Kommentar zum Jahresbericht Sucht Lust und Laster

Man verordnet und verabreicht Beruhigungspillen – bis zur Abhängigkeit der Patienten. Auch das sind Auswüchse der Gesundheitsindustrie, findet GA-Redakteur Holger Möhle.

 Die Alkoholsucht in Deutschland ist ungebrochen.

Die Alkoholsucht in Deutschland ist ungebrochen.

Foto: dpa

Trinken, Rauchen, Glücksspiel. Was dem einen Lust, ist dem anderen Laster. Und am Ende wird daraus Sucht. Was die Deutsche Hauptstelle für Suchtfragen in ihrem jüngsten Jahresbericht zusammengetragen hat, muss wieder bedenklich stimmen. Zwar ist in Deutschland der Konsum von Alkohol leicht und der Verbrauch von Nikotin etwas deutlicher zurückgegangen, doch getrunken und geraucht wird weiter auf hohem Niveau – teilweise auch riskant.

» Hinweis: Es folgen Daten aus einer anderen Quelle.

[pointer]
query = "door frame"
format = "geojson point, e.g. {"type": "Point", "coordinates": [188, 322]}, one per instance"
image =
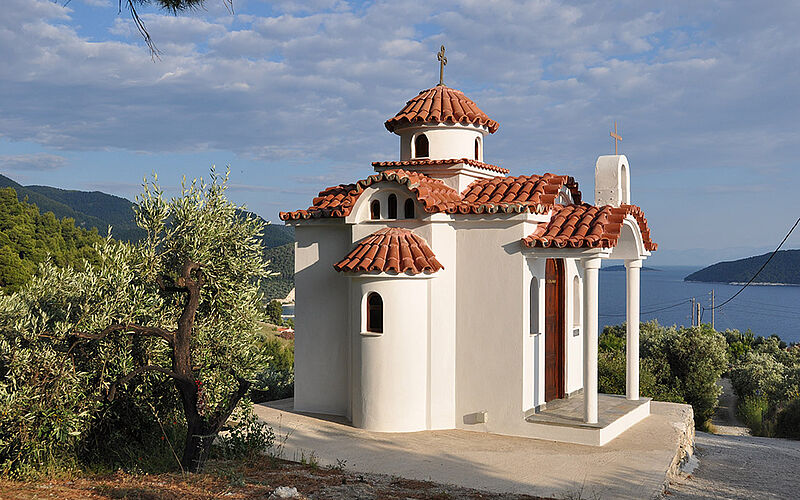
{"type": "Point", "coordinates": [559, 329]}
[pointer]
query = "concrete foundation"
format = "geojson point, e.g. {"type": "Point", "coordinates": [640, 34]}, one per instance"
{"type": "Point", "coordinates": [634, 465]}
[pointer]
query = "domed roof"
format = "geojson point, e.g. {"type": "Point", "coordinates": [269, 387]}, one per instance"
{"type": "Point", "coordinates": [441, 104]}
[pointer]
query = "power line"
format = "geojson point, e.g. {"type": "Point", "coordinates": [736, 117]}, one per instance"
{"type": "Point", "coordinates": [682, 302]}
{"type": "Point", "coordinates": [761, 268]}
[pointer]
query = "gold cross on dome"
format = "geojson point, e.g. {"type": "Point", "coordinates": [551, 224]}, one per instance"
{"type": "Point", "coordinates": [442, 63]}
{"type": "Point", "coordinates": [616, 136]}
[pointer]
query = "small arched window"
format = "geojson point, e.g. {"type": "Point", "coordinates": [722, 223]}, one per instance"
{"type": "Point", "coordinates": [421, 146]}
{"type": "Point", "coordinates": [392, 208]}
{"type": "Point", "coordinates": [375, 210]}
{"type": "Point", "coordinates": [374, 313]}
{"type": "Point", "coordinates": [408, 209]}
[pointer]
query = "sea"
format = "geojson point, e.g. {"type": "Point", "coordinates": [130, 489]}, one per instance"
{"type": "Point", "coordinates": [665, 297]}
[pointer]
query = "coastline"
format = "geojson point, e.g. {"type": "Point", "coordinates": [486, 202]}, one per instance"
{"type": "Point", "coordinates": [742, 283]}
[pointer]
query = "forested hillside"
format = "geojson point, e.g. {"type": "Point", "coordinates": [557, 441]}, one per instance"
{"type": "Point", "coordinates": [281, 261]}
{"type": "Point", "coordinates": [99, 211]}
{"type": "Point", "coordinates": [27, 237]}
{"type": "Point", "coordinates": [88, 209]}
{"type": "Point", "coordinates": [783, 268]}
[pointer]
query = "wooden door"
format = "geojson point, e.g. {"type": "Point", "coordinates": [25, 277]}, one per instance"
{"type": "Point", "coordinates": [554, 330]}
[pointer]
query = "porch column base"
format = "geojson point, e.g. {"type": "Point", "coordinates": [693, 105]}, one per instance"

Was an dem Suchtreport besonders aufrütteln muss: Die Abhängigkeit von Medikamenten, vor allem von Schmerz- und Beruhigungsmitteln, ist stark verbreitet, wird aber landläufig unterschätzt. Sie muss auch als Ausdruck einer reichen Gesellschaft gesehen werden, die eine Seniorengeneration, die dieses Land wieder aufgebaut hat, lieber mit Medikamenten ruhigstellt, als ihnen ausreichend Pflegekräfte an die Seite stellt. Man verordnet und verabreicht Beruhigungspillen – bis zur Abhängigkeit der Patienten. Auch das sind Auswüchse der Gesundheitsindustrie.

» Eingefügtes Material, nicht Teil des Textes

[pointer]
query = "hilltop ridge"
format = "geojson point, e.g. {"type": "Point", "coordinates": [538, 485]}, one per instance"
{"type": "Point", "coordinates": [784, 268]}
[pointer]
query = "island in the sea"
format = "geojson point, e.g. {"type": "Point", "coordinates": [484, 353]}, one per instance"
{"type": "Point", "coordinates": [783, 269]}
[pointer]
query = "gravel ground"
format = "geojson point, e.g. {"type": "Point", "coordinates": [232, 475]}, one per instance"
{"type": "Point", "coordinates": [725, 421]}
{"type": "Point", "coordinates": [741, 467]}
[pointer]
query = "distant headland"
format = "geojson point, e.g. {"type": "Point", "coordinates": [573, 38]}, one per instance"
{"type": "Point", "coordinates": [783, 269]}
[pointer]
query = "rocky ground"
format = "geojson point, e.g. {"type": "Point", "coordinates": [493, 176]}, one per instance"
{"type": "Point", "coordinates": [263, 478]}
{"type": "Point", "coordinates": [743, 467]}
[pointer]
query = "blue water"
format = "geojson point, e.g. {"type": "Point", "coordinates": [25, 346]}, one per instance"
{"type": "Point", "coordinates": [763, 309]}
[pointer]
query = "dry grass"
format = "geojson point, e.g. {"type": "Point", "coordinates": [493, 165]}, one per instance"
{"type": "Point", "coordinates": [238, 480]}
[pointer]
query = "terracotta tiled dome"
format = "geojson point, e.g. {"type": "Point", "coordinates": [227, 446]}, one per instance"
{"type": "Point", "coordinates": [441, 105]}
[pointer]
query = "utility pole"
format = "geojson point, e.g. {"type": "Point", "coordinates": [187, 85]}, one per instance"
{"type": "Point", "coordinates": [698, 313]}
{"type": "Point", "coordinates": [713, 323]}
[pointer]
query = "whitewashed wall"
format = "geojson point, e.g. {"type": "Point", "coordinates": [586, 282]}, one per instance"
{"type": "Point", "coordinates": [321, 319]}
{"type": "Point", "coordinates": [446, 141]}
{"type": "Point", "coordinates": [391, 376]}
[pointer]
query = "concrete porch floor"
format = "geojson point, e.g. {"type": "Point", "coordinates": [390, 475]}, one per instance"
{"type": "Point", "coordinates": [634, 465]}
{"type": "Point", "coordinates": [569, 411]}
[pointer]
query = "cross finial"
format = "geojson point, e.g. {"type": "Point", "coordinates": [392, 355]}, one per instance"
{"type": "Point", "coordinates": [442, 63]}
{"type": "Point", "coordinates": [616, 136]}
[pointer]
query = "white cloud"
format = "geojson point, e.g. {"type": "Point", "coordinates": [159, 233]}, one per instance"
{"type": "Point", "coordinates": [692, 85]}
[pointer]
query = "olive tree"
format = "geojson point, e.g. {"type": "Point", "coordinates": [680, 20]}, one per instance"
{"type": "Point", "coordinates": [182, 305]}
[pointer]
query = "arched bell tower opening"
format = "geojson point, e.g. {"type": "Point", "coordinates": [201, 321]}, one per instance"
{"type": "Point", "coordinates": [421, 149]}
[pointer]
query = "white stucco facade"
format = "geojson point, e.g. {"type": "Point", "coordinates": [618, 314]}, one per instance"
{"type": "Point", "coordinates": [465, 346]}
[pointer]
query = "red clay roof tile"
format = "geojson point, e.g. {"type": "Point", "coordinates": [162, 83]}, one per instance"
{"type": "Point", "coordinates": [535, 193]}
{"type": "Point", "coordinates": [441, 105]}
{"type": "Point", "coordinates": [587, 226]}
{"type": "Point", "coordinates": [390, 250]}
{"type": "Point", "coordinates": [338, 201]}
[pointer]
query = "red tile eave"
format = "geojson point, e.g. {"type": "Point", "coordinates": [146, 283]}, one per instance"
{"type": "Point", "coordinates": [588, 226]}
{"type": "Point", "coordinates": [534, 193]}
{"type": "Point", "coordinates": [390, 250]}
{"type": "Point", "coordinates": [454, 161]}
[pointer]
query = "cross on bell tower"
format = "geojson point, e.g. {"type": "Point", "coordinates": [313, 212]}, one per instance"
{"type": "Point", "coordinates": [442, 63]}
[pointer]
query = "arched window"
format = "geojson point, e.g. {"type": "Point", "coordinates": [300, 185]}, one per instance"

Jede Gesellschaft hat ihre Drogen. Und Hunderttausende versuchen, davon wieder loszukommen – mit allen Kosten und Folgekosten. In Deutschland gibt es viele qualifizierte Einrichtungen, spezialisierte Abteilungen in Krankenhäusern oder Fachkliniken, die dabei helfen, dass eine Sucht möglichst nicht weiter das Leben dominiert – oder zerstört. Den Ausstieg aus dem Rauchen schaffen viele aus eigener Kraft. Die E-Zigarette ist dabei ein trügerisches (Beruhigungs-)Mittel – weniger schädlich als echtes Nikotin, aber trotzdem Teil des Suchtkreises.